You don't need to convert the columns to numeric before converting to factor. The factor()
function will convert it back to character, anyway.
This is what I prefer when there are a lot of factor columns and/or levels. To reduce the amount of basic data in the code, you could save each column's lookup table in a separate CSV. This has the benefits of being (1) language agnostic and (2) easy to edit in Excel (it has to be good for something).
For example, suppose you had lookup table file named income_levels.csv
like this:
level,label
"1","Under $5,000"
"2","$5,000-$7,999"
"3","$8,000-$9,999"
"4","$10,000+"
Then you can use that in the code like this:
library(readr)
income_levels <- read_csv("income_levels.csv")
x[["INCOME"]] <- factor(x[["INCOME"]], income_levels[["level"]], income_levels[["label"]])

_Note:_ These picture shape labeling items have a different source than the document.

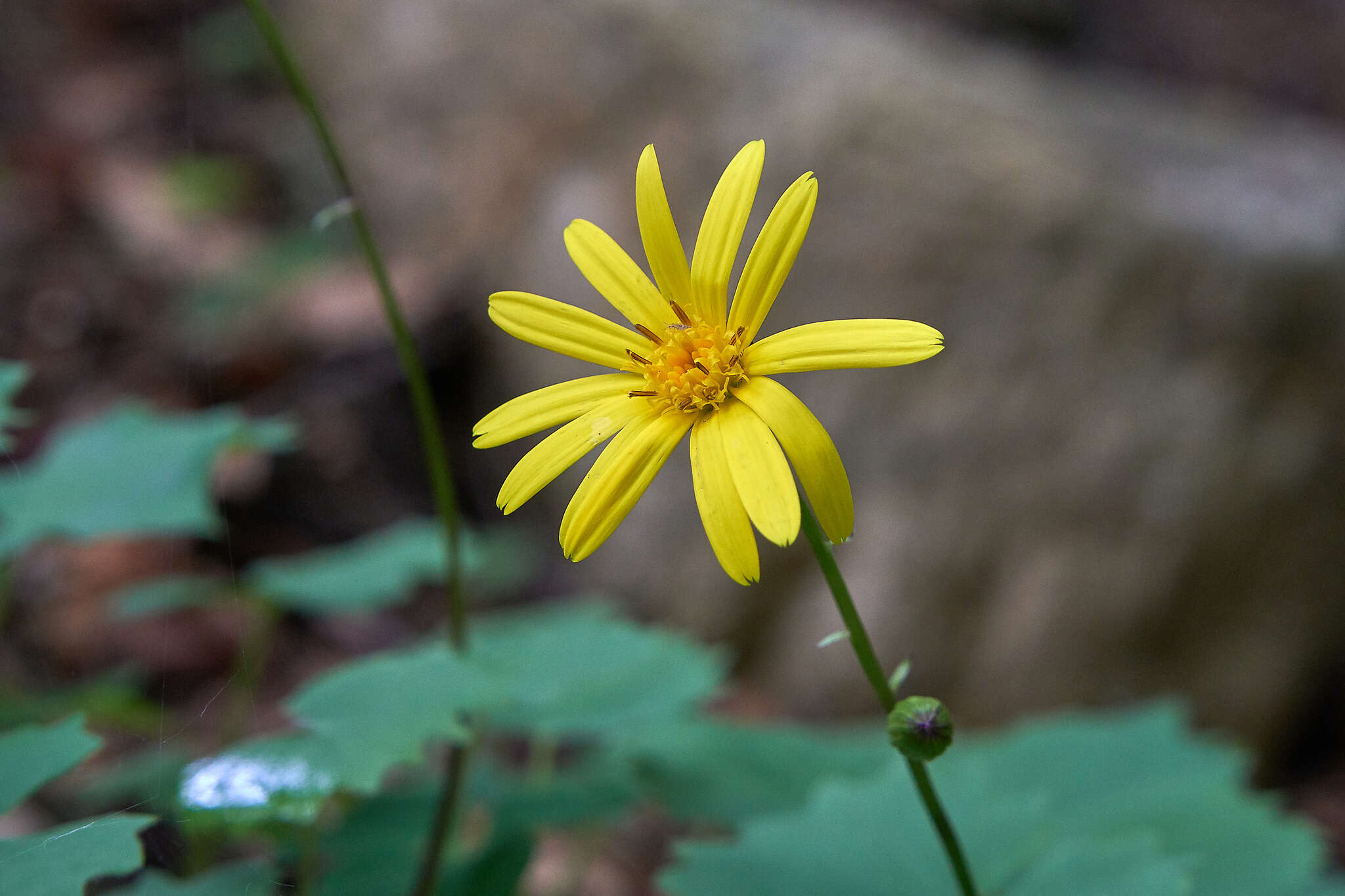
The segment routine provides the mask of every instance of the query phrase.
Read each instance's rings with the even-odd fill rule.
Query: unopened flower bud
[[[888,737],[907,759],[937,759],[952,743],[952,719],[935,697],[907,697],[888,713]]]

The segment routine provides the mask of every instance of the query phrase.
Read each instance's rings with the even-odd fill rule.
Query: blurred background
[[[522,289],[605,312],[573,218],[636,258],[658,146],[685,239],[748,140],[748,239],[815,171],[812,230],[765,330],[904,317],[933,360],[791,376],[855,490],[838,548],[880,653],[964,725],[1185,696],[1345,856],[1345,3],[1341,0],[289,0],[432,367],[469,523],[526,450],[471,449],[498,403],[586,368],[490,325]],[[237,3],[0,7],[0,357],[55,427],[136,394],[286,414],[301,449],[215,470],[222,541],[48,543],[11,570],[0,678],[136,670],[211,731],[242,626],[113,625],[105,598],[429,512],[375,296],[307,124]],[[744,253],[745,254],[745,253]],[[640,261],[643,261],[640,258]],[[802,545],[734,586],[682,449],[572,566],[586,465],[510,519],[518,599],[576,591],[730,645],[726,711],[870,709]],[[0,508],[0,514],[4,509]],[[254,729],[331,662],[441,623],[289,619]],[[192,736],[188,732],[188,736]],[[207,737],[208,739],[208,737]]]

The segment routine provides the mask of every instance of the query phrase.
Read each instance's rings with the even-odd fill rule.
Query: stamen
[[[662,345],[663,344],[663,340],[659,339],[658,334],[654,330],[651,330],[648,326],[646,326],[644,324],[636,324],[635,329],[638,329],[640,332],[640,336],[643,336],[644,339],[650,340],[655,345]]]

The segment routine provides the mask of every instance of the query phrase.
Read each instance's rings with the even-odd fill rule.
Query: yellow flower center
[[[648,357],[628,352],[644,373],[644,388],[631,398],[647,398],[664,411],[695,414],[716,408],[729,390],[746,382],[742,372],[742,330],[725,333],[682,310],[672,310],[681,324],[671,324],[664,333],[638,326],[654,348]]]

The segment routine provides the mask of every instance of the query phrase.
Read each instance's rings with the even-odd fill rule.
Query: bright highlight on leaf
[[[561,548],[572,560],[582,560],[612,535],[687,431],[701,520],[733,580],[760,578],[753,527],[776,544],[798,536],[791,463],[827,537],[843,541],[854,529],[854,504],[841,457],[811,411],[767,373],[892,367],[943,349],[939,330],[897,320],[826,321],[756,340],[818,197],[811,172],[784,192],[728,305],[729,275],[764,160],[765,145],[757,140],[729,164],[689,266],[654,146],[646,146],[635,176],[635,210],[652,281],[596,224],[576,220],[566,228],[570,258],[629,326],[530,293],[490,298],[491,320],[511,336],[621,372],[516,398],[475,429],[475,445],[488,447],[568,424],[529,451],[506,480],[498,501],[506,513],[611,439],[561,523]]]

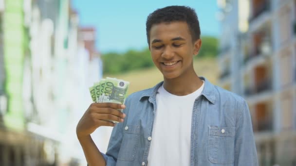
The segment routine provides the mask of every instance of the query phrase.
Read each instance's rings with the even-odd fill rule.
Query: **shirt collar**
[[[216,101],[215,86],[204,77],[200,77],[200,79],[204,81],[204,90],[203,90],[203,91],[202,92],[202,95],[204,96],[205,98],[212,103],[215,104],[215,102]],[[164,82],[162,81],[158,83],[153,88],[144,91],[140,98],[140,100],[142,100],[144,97],[148,97],[149,101],[153,103],[156,100],[156,93],[157,93],[158,88],[159,88],[163,83]]]

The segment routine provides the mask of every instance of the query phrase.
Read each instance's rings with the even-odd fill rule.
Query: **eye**
[[[158,49],[161,49],[164,46],[163,45],[161,45],[161,46],[153,46],[153,48],[154,48],[156,50],[158,50]]]
[[[182,46],[183,45],[183,44],[173,44],[173,46],[175,47],[179,47],[181,46]]]

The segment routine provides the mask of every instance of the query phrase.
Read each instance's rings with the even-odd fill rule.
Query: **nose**
[[[164,59],[169,60],[174,57],[174,50],[169,46],[165,47],[164,51],[161,55],[162,57]]]

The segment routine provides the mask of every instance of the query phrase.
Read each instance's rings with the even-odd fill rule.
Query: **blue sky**
[[[96,28],[96,49],[102,53],[123,52],[147,47],[146,21],[155,10],[178,5],[195,9],[202,35],[218,37],[220,25],[215,16],[216,0],[72,0],[79,13],[80,25]]]

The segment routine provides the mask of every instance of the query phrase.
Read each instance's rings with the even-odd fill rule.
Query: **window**
[[[291,20],[290,9],[285,8],[282,9],[278,20],[279,20],[279,41],[280,44],[286,42],[291,36]]]
[[[280,57],[280,78],[282,87],[284,87],[292,83],[292,56],[290,51],[285,52]]]
[[[292,102],[290,96],[282,98],[281,110],[282,112],[281,124],[283,130],[292,128]]]

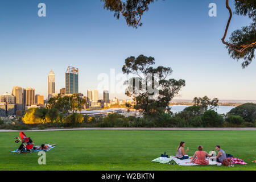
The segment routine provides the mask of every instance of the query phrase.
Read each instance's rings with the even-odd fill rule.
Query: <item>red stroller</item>
[[[30,137],[27,137],[23,132],[20,132],[19,133],[19,137],[15,137],[14,138],[16,140],[14,142],[15,143],[18,143],[21,142],[22,144],[19,146],[17,150],[17,154],[20,154],[22,152],[32,152],[33,150],[34,143]],[[25,144],[26,143],[26,144]]]

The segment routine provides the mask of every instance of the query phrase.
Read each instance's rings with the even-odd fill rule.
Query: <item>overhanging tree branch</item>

Even when there are a lot of factor columns, I still prefer a separate recode file for each. That makes it easy for me to keep track of things. If I need to edit a file, it should be easy. The code can rearrange it into the "optimal" shape.
library(dplyr)
library(readr)
factor_columns <- c("INCOME", "RACE", "SEX", "EDUCATION")
level_files <- paste0("level_files/", factor_columns, "_levels.csv")
mappings <- lapply(level_files, read_csv)
for (fc in factor_columns) {
fc_map <- mappings[[fc]]
x[[fc]] <- factor(x[[fc]], fc_map[["level"]], fc_map[["label"]])
}
Not counting the library
calls, that's 7 lines of code for handling four columns. Expanding it to 20 columns will only add two or three extra lines for including them in factor_columns
. Sure, you'll need to manually create the level/label mappings, but that's unavoidable.*
* It's totally avoidable if the mappings are defined in an HTML or text file. You can use string-processing to extract and arrange the information you want. Just make sure to save the results instead of any fancy regex code which generates them. It's easier to clean up plain text than finely tune regex. Save the regex part as a separate script.